八月の声を聞くと大峯山上の宿坊の夜は小寒い。
原生林に囲まれた東の斜面に四軒。
ぼくの部屋は朝陽も夕陽も射し日当たりも1日中いいけど、宿坊の中は土間なのでひんやりしている。
土間は三和土(たたき)と言ってね、全部堅い土で出来ている。
雨や霧の日が長く続くと白カビや青カビまで生える、十年前に比べたら減ったけど。
真夏なのに今夜も豆炭炬燵に足を突っ込んでいる。
おや?鈴の音色が?!近付いて来る、こんな夜更けに。ブオーッ♪法螺貝だ。向かいの宿坊に入って行った。
この山は夜通し歩いてお参りに来る人たちも多い。 ぼくも昔はよく夜の山を登ったな。
ケモノの気配、見えないモノの気配、自分の気配、怖いけどやがて研ぎ澄まされてくる、その内、足下の山道も消えて上下も左右も無くなり全体になる…。

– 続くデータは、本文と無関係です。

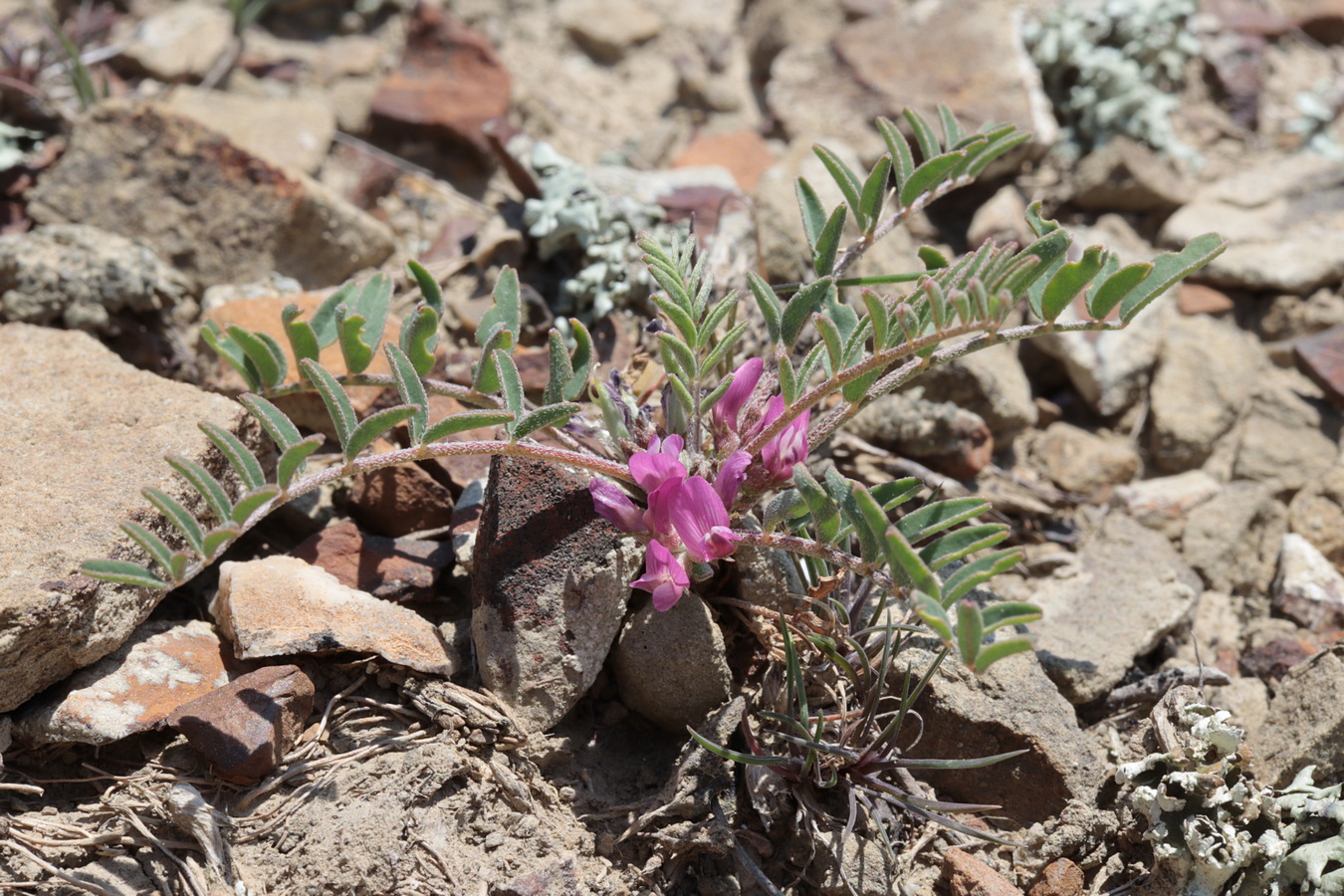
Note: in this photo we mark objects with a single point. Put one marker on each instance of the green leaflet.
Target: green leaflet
(122, 572)
(375, 425)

今は夜歩くことはなくなったけど、きょうも耳を澄ませば山の夜の音でからだが満たされてゆく。
明日は土曜日、忙しくなるといいな。
大峯山上豆知識
「納所」なっしょ、と訓む。宿坊の責任者。ホテルで言えば支配人のこと。
執事。帳場(フロント)に座して登拝客と応対する。士郎丸の仕事です。